Is there anything you would change about your children’s births? I don’t mean things that were out of your control, but something you could have done differently. I’ve reflected on this a lot over the past year because I loved every minute of my daughter’s birth and would do it all over, exactly as it happened…except one part. I wish I had put more limits on visiting in the hospital. I read the same piece of advice over and over before giving birth, and I was so sure I’d be able to stick up for our needs and wants. Unfortunately, I didn’t.
Almost all of our family is in Milwaukee, and all of them came to the hospital the day after our daughter Rosalia was born. To be fair, we let them.

I felt a lot of pressure, though. That was a mistake and I really hope if you’re reading this and in the same boat, don’t feel bad for vocalizing and sticking to what you and your family (spouse + babies) want.
This is probably the most important advice for new parents – only do what YOU think is best, not what other people want.
In the hospital, while I obviously enjoyed staring into my daughter’s beautiful face, it got a little boring waiting to go home. I appreciated the company and excitement, but visitors lingered way too long. A quick visit, or waiting until we were home, would have been much more relaxing and enjoyable for all of us.

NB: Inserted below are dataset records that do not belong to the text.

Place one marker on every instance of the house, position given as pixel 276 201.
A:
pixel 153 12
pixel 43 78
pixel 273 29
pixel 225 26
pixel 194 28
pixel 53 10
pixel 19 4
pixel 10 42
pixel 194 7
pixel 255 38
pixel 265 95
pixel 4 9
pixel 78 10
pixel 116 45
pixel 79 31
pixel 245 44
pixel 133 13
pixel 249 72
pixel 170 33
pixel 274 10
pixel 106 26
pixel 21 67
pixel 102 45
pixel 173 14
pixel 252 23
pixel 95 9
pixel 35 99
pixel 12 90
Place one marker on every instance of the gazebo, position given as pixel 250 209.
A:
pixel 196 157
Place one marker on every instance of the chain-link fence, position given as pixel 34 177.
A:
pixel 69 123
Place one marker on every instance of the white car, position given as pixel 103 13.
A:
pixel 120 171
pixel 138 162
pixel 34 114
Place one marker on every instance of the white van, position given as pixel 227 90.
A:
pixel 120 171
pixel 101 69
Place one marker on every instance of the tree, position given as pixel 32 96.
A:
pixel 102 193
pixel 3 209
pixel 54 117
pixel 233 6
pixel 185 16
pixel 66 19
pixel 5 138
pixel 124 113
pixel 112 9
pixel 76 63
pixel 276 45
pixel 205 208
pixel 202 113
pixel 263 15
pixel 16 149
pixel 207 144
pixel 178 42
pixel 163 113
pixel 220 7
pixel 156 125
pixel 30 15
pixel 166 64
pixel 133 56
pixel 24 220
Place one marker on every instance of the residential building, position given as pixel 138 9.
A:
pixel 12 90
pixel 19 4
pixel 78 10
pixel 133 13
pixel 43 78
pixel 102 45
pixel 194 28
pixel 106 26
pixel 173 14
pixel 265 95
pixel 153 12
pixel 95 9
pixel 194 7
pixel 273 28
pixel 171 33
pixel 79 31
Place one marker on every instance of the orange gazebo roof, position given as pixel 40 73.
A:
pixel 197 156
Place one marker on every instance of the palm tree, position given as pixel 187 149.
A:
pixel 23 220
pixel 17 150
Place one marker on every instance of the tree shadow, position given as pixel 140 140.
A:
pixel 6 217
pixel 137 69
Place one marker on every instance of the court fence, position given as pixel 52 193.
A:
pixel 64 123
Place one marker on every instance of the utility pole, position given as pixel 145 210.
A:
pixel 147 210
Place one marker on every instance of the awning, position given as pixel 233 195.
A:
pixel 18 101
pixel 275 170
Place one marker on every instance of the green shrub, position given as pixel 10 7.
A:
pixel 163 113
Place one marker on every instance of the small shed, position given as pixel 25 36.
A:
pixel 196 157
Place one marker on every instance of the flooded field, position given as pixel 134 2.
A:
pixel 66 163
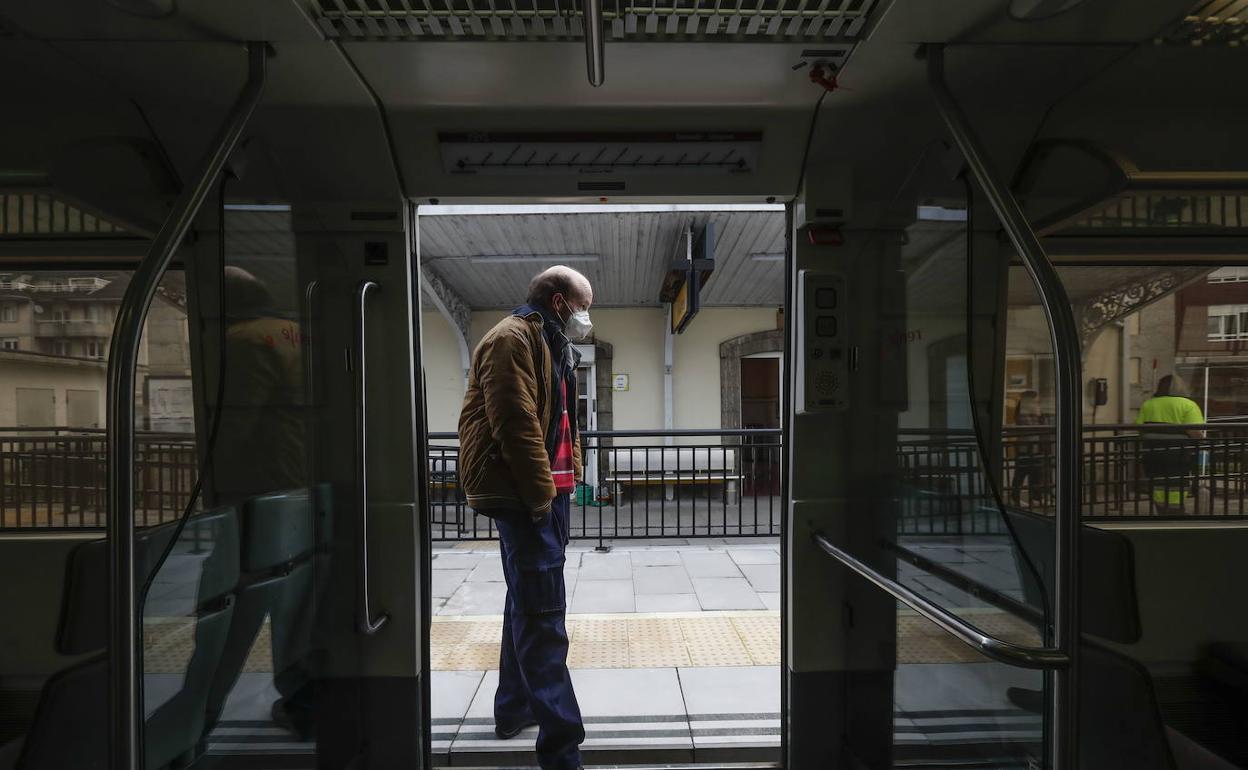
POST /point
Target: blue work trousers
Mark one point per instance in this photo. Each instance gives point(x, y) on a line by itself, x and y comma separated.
point(533, 679)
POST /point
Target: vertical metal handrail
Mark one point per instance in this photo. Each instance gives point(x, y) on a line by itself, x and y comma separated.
point(125, 695)
point(592, 10)
point(366, 623)
point(1067, 363)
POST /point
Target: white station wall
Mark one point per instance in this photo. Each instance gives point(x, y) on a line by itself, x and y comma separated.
point(635, 336)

It didn’t help that the nursing staff let everyone pile in without asking first. Originally, we told them to always tell us when someone arrived. I didn’t want random people walking into my room while I was still bleeding all over the place. Making your wishes for your postpartum care clear to your birthing staff is crucial to the birthing experience. Unfortunately, ours weren’t honored and it’s a big reason I don’t want to go back to that particular birthing center.

It was just very overwhelming and I didn’t know how to say “no.” I was also just learning how to nurse, so many times when I felt like it was time to try again (even if she wasn’t crying), but I couldn’t because too many people were around. Next time, I’m not even letting people come to the hospital. They can visit us at home – with food.
I asked my best friend what her biggest regret was and it was completely the opposite! Next time, she said, she will actively ask people to come visit. With their Milwaukee family being very small, there wasn’t a parade at the hospital and she felt isolated and lonely. Personally, I avoid a new family in the hospital because I wouldn’t want to be visited. But if you’re someone who enjoys company, reach out and make sure people know. Next time I’ll be visiting her in the hospital because now I know she enjoys that.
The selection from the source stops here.